Hudson flicks open the door with his free hand. At first I think he’s taken one of my maps. But when I look closer, I see it’s not a single map, but a book of them. And the pages aren’t ancient, just old. It’s an atlas. And it’s enormous. It covers the length of his desk—spine soft, covers flush against the wood, like it’s used to being open, handled, read. There are more on his bed.

“What is this?” I step first to the bed and then the desk to run my fingers over the pages, faded white with use, ripped and rescued with Scotch tape. It’s strange to see such oddly shaped borders, so many new routes. I’m used to looking at maps of Westfield. These places are different. Foreign.

“This is me not giving a shit,” he says. Hudson’s leaning against the doorframe, hands shoved in his jeans, smiling at the atlases like old friends. I know how he feels. Even though I haven’t taken out my Sanborns in weeks, I haven’t forgotten why I wanted them, why I wanted any of them: maps are so much easier to read than people. I just didn’t know anyone else felt the same way. For a second I see us from above: two dots in this room, in his house, on this street, in Westfield. Together. The same. Until I remember what he said.

“Not giving a shit about what?”

“College. Plans. What people expect.”

That’s when I notice the highlighted lines weaving their way across every open page. None of them stop. Each one falls right off the edge. They’re escape routes.

“You mean you’re actually going to these places? And your parents are cool with it?”

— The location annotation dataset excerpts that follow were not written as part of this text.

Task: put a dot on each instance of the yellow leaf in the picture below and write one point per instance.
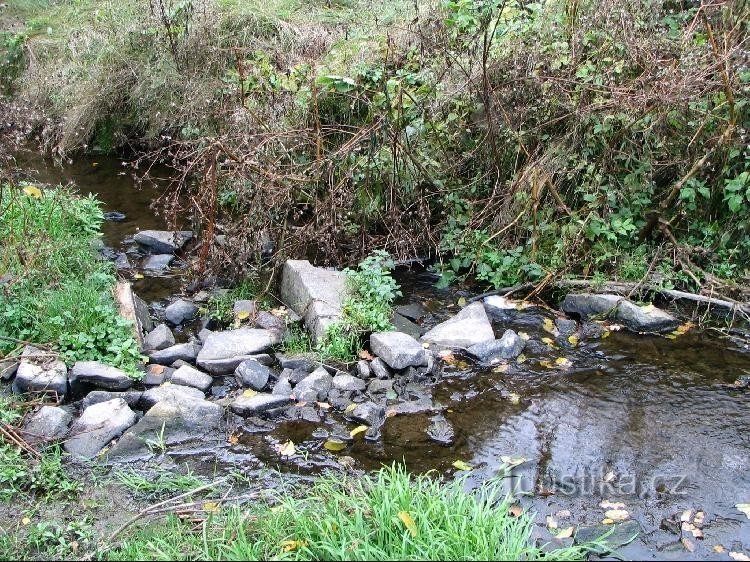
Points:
(358, 429)
(33, 191)
(408, 522)
(334, 446)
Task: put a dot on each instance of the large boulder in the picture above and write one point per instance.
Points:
(632, 316)
(222, 352)
(397, 349)
(185, 423)
(163, 241)
(97, 426)
(469, 327)
(99, 375)
(316, 294)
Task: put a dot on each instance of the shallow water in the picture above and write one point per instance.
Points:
(657, 424)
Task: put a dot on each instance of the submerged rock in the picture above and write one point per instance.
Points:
(397, 349)
(469, 327)
(222, 352)
(163, 241)
(97, 426)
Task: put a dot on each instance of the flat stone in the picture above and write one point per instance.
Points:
(158, 262)
(99, 375)
(163, 241)
(249, 405)
(190, 376)
(223, 351)
(160, 337)
(314, 293)
(509, 346)
(314, 386)
(169, 391)
(188, 424)
(97, 426)
(469, 327)
(343, 381)
(49, 423)
(181, 311)
(251, 374)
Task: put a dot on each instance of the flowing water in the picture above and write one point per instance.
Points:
(660, 425)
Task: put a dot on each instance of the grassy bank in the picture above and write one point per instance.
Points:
(56, 290)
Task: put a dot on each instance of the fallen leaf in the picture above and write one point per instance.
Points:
(358, 429)
(565, 533)
(408, 522)
(461, 465)
(33, 191)
(334, 445)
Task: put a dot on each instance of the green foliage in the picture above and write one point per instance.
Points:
(363, 518)
(60, 291)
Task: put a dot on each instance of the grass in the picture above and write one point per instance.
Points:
(59, 291)
(391, 515)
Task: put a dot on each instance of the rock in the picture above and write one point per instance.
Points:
(181, 311)
(160, 337)
(223, 351)
(509, 346)
(380, 369)
(304, 361)
(313, 387)
(343, 381)
(363, 369)
(158, 262)
(132, 398)
(99, 375)
(190, 376)
(163, 241)
(169, 391)
(634, 317)
(441, 431)
(185, 351)
(249, 405)
(185, 423)
(282, 388)
(314, 293)
(49, 423)
(397, 349)
(51, 377)
(252, 374)
(469, 327)
(97, 426)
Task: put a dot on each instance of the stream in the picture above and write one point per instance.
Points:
(659, 425)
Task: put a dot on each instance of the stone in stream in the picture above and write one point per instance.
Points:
(346, 382)
(223, 351)
(251, 374)
(313, 387)
(163, 241)
(509, 346)
(192, 424)
(160, 337)
(469, 327)
(397, 349)
(617, 308)
(157, 262)
(181, 311)
(190, 376)
(99, 375)
(186, 351)
(249, 405)
(49, 423)
(97, 426)
(169, 391)
(314, 293)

“Not even close,” he says. “My dad doesn’t know. I told my mom. She’s not thrilled, but she gets it. I mean, she left him. She’s split her time between here and the road ever since.” Hudson shrugs. “She’s half the reason I came up with it.” He tips his head toward the atlases.

“Half?”

“Well, yeah, I mean . . .” Hudson pushes off the wall and walks to the bed. His arm hangs next to mine.

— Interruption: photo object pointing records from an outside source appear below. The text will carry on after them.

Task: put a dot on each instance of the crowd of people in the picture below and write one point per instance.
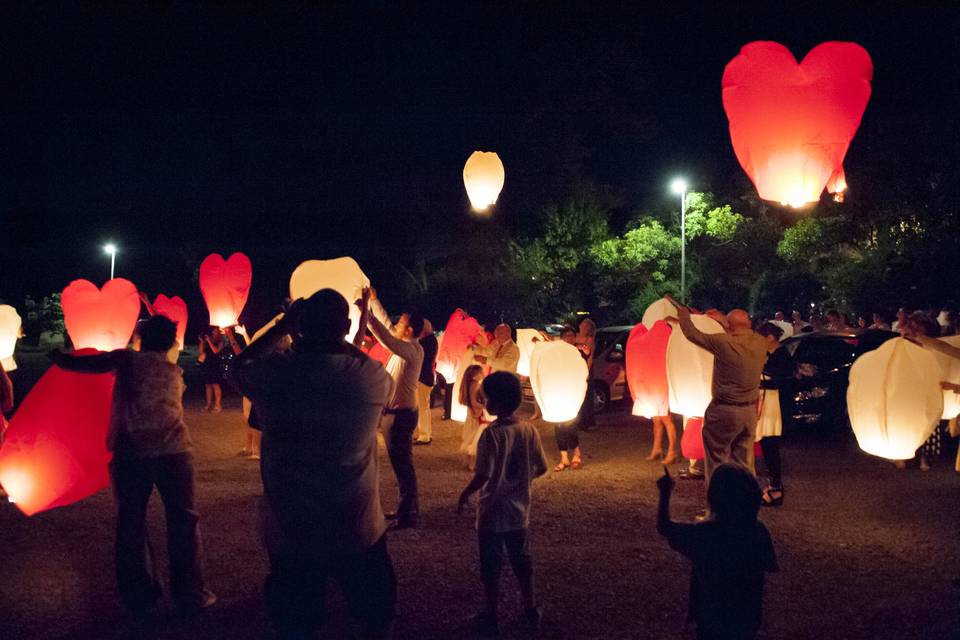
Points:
(314, 404)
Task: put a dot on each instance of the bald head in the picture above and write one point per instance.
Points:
(738, 320)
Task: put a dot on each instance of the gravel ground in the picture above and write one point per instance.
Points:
(866, 550)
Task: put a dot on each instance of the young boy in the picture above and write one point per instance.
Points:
(509, 456)
(150, 446)
(730, 553)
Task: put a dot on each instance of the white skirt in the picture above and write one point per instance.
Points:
(770, 422)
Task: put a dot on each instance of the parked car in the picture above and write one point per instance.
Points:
(817, 393)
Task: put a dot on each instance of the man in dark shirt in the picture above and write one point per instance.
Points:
(428, 341)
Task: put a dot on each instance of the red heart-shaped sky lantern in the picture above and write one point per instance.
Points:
(791, 124)
(225, 285)
(175, 309)
(102, 319)
(647, 369)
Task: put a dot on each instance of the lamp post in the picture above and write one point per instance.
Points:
(679, 186)
(111, 249)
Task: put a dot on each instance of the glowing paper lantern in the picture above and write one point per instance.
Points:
(9, 332)
(225, 285)
(461, 331)
(175, 309)
(343, 275)
(483, 177)
(894, 399)
(558, 376)
(55, 449)
(659, 310)
(690, 369)
(102, 319)
(647, 369)
(526, 340)
(790, 123)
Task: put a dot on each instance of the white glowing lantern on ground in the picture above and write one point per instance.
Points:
(527, 339)
(659, 310)
(690, 369)
(483, 177)
(894, 399)
(558, 376)
(9, 332)
(343, 275)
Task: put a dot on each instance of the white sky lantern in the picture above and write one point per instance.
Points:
(343, 275)
(483, 177)
(9, 332)
(558, 376)
(659, 310)
(690, 369)
(526, 339)
(894, 399)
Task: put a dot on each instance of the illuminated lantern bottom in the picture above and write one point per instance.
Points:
(55, 451)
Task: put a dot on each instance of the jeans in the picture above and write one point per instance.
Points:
(133, 482)
(398, 434)
(296, 591)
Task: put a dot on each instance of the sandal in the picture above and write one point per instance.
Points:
(772, 497)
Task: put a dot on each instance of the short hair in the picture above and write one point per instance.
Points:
(733, 494)
(770, 329)
(157, 333)
(325, 316)
(502, 389)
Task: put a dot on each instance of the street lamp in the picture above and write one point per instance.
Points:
(112, 250)
(679, 187)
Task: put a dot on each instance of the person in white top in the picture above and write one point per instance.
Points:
(400, 414)
(502, 354)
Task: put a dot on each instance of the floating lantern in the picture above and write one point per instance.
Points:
(175, 309)
(9, 332)
(894, 399)
(483, 177)
(790, 123)
(690, 369)
(343, 275)
(647, 369)
(225, 285)
(526, 340)
(558, 376)
(102, 319)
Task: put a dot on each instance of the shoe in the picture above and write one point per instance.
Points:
(486, 625)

I can feel heat radiating from it and, on the other side of me, a chill from his always-open window. “You gave me the idea to begin with,” Hudson finishes.

“I did?” It doesn’t make sense. I’ve never told him about my maps. He’s never been to my room. And anyway, mine are nothing like his.

I follow a jagged red line across the page, imagine expansive skies and an open road. Then I drop my eyes to the yellow line in the middle of that made-up concrete. Because even in my imagination, looking into something infinite makes me dizzy. Disoriented.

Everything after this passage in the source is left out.